Third Party Integrations

To enable integration with the Elasticsearch, Logstash, and Kibana (ELK) stack, enable ELK Integration Enabled and provide values for the following fields.

  • Logstash Image Tag to Use - The container image of logstash to use.
  • Elasticsearch Host Name - The DNS name of IP address of the Elasticsearch server.
  • Elasticsearch Port - The port number for the Elasticsearch server.

For more information, see Elastic Stack integration in the WebLogic Kubernetes Operator documentation.

Java Logging

This pane lets you override the operator’s Java logging configuration, which can be useful when debugging issues with the operator. Use the Logging Level field to customize the minimum log level written to the log file. The Log File Size Limit field sets the maximum size of a single operator log file while the Log File Count limits the maximum number of retained log files. For more information, see Operator Helm configuration values in the WebLogic Kubernetes Operator documentation.

Code View

The WebLogic Operator page’s Code View displays a shell script that you can use as a starting point for automating the operator installation process.

If it is not already selected, then use the Script Language drop-down menu to choose the desired scripting language. Note that the application is providing a working sample script to show how the process might be automated. Before using the script, review the script and make any changes necessary for your environment. One typical change that would be considered a best practice would be to change the script to accept either command-line arguments or externally set environment variables to specify any credentials required by the script to eliminate hard-coding the credentials in the script itself. This change is left as an exercise for you because different environments typically will have existing standards for securely handling such credentials.

Install Operator

Install Operator installs the WebLogic Kubernetes Operator in the target Kubernetes cluster. You access this action by using the Install Operator button on the WebLogic Operator page or the Go > Install WebLogic Kubernetes Operator menu item.

At a high level, Install Operator performs the following steps:

  1. Validates the input values necessary for running the action based on your selections.
  2. Saves the WKT Project, if needed.
  3. Creates the Kubernetes namespace for installing the operator, if needed.
  4. Creates the Kubernetes service account for the operator to use, if needed.
  5. Creates the operator image pull secret, if needed.
  6. Adds the latest operator Helm chart to the local Helm repository.
  7. Runs Helm to install the operator using the specified configuration.

Update Operator

Update Operator updates the settings on a running WebLogic Kubernetes Operator by using the helm upgrade command. You access this action by using the Update Operator button on the WebLogic Operator page or the Go > Update WebLogic Kubernetes Operator menu item.

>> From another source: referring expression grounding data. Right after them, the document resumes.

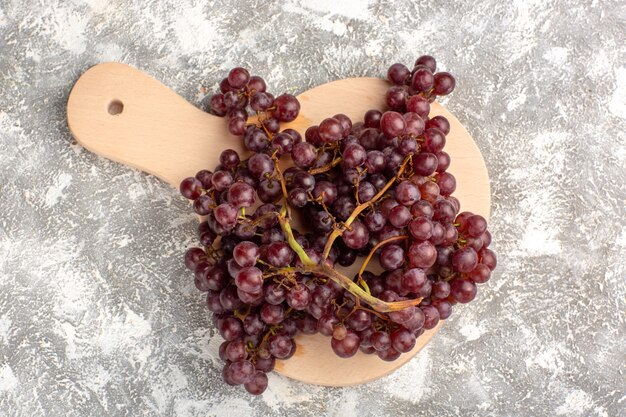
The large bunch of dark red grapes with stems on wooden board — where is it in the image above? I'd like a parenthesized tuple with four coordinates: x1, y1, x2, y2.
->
(180, 56, 496, 394)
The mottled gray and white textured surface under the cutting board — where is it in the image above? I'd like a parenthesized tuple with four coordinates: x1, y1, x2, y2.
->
(0, 0, 626, 417)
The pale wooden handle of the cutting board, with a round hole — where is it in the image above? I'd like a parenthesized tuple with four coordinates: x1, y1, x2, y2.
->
(67, 62, 234, 185)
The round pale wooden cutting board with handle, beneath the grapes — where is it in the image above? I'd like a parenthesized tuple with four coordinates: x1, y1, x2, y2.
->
(67, 62, 490, 386)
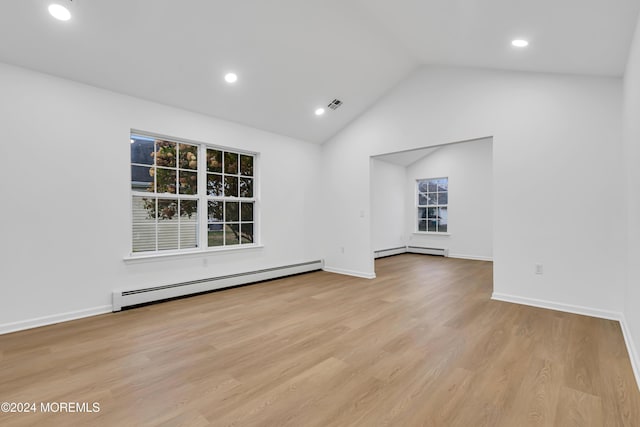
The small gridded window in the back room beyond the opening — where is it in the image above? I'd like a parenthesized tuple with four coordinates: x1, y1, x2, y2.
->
(416, 178, 449, 233)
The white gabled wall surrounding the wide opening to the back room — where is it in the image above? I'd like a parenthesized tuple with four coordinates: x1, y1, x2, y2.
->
(322, 67, 626, 315)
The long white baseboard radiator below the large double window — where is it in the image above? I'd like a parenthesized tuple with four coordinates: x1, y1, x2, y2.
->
(113, 260, 324, 312)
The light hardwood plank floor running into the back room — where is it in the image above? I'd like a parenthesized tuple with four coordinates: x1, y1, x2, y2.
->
(0, 255, 640, 427)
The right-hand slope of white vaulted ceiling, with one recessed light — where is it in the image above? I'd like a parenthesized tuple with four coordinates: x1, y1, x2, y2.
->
(355, 0, 640, 76)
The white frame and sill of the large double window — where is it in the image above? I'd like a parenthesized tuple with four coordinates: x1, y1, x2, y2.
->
(124, 129, 263, 260)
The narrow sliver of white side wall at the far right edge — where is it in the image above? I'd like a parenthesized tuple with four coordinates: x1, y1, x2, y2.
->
(624, 12, 640, 382)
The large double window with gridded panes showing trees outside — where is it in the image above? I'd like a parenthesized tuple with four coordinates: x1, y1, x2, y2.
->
(131, 133, 256, 252)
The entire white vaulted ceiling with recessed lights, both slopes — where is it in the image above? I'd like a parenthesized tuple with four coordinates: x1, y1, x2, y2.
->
(0, 0, 640, 142)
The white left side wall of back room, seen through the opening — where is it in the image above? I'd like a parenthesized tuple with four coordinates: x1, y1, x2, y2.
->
(371, 159, 407, 251)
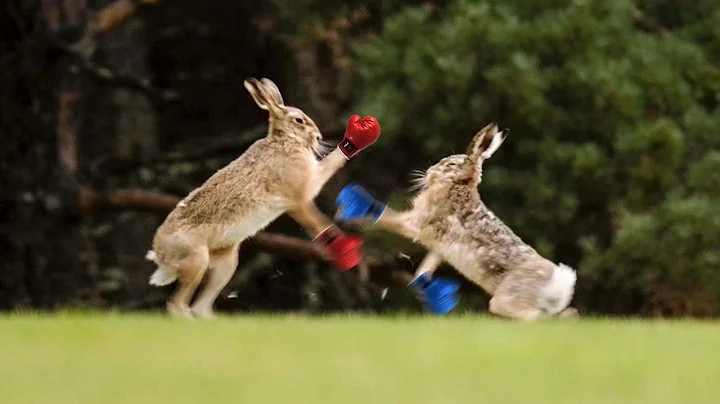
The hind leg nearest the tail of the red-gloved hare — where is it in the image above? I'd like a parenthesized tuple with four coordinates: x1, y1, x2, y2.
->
(167, 247, 209, 318)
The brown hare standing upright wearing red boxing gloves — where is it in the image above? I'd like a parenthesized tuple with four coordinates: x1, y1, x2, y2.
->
(147, 79, 380, 318)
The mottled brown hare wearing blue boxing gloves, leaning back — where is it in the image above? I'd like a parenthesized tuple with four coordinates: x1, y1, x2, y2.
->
(336, 124, 577, 320)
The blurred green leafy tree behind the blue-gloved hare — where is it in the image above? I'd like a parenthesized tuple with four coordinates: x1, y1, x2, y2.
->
(354, 0, 720, 315)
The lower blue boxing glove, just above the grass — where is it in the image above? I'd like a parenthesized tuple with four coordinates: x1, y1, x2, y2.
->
(408, 272, 460, 315)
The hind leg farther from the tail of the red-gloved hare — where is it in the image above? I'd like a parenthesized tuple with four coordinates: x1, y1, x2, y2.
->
(192, 244, 240, 319)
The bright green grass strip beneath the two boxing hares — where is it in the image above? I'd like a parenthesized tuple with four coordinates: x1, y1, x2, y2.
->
(0, 314, 720, 404)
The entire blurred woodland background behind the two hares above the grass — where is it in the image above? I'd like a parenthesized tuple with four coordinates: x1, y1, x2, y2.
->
(0, 0, 720, 317)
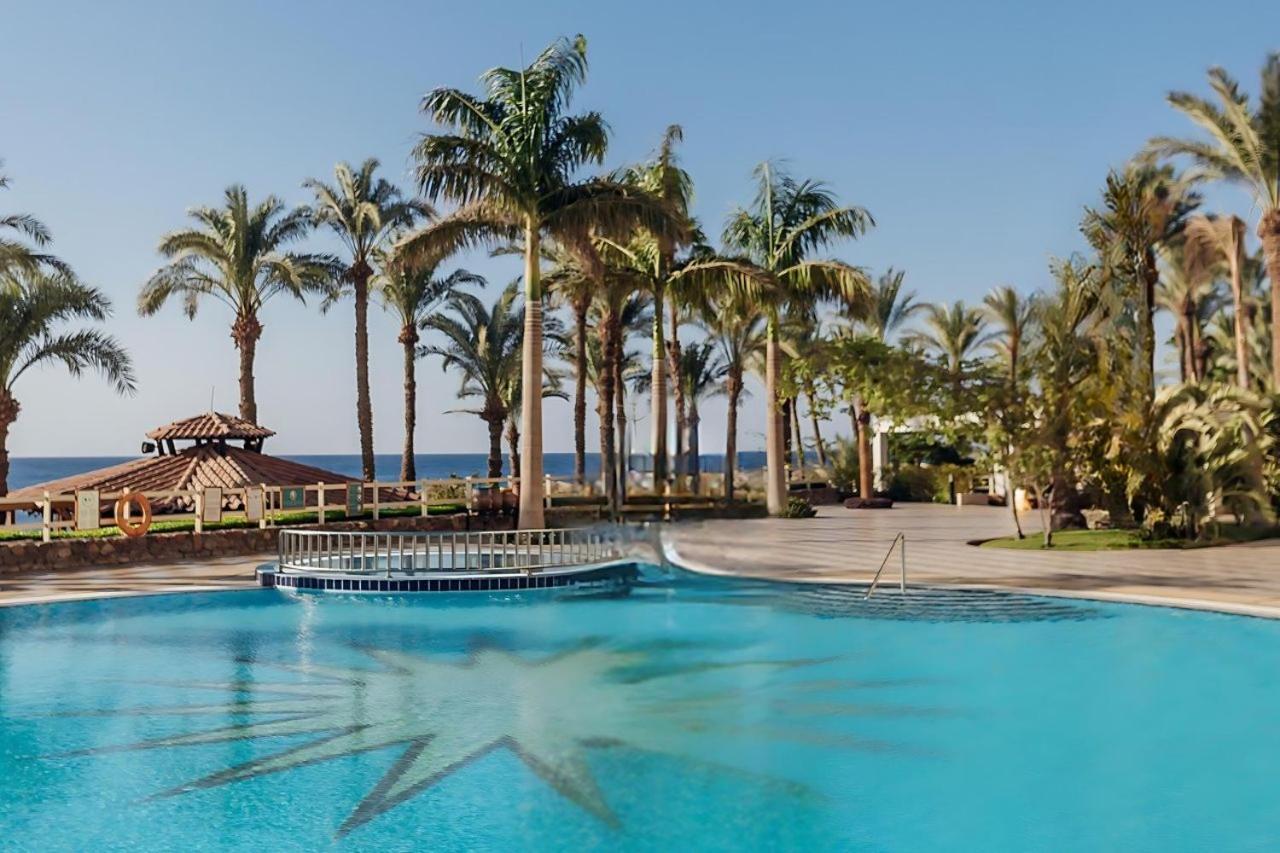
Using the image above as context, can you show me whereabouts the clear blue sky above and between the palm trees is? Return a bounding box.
[0,0,1280,456]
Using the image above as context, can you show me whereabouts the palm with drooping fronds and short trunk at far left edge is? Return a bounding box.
[0,264,134,496]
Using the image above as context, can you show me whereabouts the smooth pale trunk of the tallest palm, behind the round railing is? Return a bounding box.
[520,222,547,529]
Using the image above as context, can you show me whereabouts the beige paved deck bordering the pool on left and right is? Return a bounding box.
[0,505,1280,617]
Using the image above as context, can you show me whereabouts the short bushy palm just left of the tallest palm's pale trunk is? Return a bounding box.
[419,282,526,478]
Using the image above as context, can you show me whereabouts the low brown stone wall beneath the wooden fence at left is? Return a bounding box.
[0,515,512,574]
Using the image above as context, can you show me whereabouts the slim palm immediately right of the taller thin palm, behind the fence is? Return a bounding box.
[372,256,485,480]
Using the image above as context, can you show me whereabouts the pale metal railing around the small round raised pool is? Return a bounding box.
[278,528,622,576]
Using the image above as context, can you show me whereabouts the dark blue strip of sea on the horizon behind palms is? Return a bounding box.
[9,451,764,491]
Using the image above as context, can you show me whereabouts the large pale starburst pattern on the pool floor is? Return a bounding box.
[49,642,931,836]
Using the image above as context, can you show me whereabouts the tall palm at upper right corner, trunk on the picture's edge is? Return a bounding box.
[1149,59,1280,389]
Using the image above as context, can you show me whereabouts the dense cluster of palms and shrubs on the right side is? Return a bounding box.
[788,54,1280,538]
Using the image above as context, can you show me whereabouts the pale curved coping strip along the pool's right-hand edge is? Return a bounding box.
[662,539,1280,620]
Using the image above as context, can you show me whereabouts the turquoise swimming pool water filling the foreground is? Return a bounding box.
[0,575,1280,850]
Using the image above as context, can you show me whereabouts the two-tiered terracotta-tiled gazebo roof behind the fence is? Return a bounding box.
[9,412,360,512]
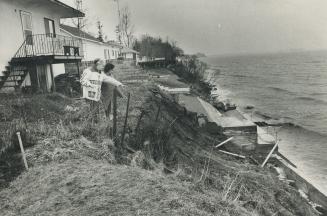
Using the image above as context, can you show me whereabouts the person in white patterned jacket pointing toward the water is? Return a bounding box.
[81,59,123,121]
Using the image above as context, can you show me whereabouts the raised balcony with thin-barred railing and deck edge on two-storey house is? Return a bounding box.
[11,34,84,64]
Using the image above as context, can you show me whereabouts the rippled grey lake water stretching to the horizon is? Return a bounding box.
[202,51,327,194]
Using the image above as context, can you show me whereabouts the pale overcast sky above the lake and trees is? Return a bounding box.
[62,0,327,54]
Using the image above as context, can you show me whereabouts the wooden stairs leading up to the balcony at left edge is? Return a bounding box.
[0,64,28,91]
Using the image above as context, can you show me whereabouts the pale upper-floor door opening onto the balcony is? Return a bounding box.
[20,11,33,56]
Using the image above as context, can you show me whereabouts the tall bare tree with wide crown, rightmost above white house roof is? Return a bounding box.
[118,6,134,47]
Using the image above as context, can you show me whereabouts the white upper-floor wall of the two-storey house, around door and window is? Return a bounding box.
[0,0,60,72]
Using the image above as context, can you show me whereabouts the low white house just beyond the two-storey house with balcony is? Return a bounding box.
[60,24,122,61]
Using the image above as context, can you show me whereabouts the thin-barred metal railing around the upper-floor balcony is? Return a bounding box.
[14,34,83,58]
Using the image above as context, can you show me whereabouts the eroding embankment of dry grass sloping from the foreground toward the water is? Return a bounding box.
[0,72,317,216]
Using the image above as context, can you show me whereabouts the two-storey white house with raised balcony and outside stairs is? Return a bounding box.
[0,0,85,92]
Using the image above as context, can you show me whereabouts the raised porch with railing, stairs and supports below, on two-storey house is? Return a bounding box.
[0,34,84,92]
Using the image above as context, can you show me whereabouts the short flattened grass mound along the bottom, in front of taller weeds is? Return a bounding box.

Update Operator applies all the changes to the operator that you have specified on the page. For example, you can change the operator image version, the domain namespace selection strategy, Java logging level, or the value of any field in the WebLogic Kubernetes Operator section.

Uninstall Operator

Uninstall Operator uses the helm uninstall command to remove the WebLogic Kubernetes Operator and its associated resources from the Kubernetes cluster. In addition, you can choose whether to also delete the corresponding namespace. You access these actions by using the Uninstall Operator button on the WebLogic Operator page or the Go > Uninstall WebLogic Kubernetes Operator menu item.

Note that if you uninstall an operator, then any domains that it is managing will continue running; however, any changes to a domain resource that was managed by the operator will not be detected or automatically handled, and, if you want to clean up such a domain, then you will need to manually delete all of the domain’s resources (domain, pods, services, and such).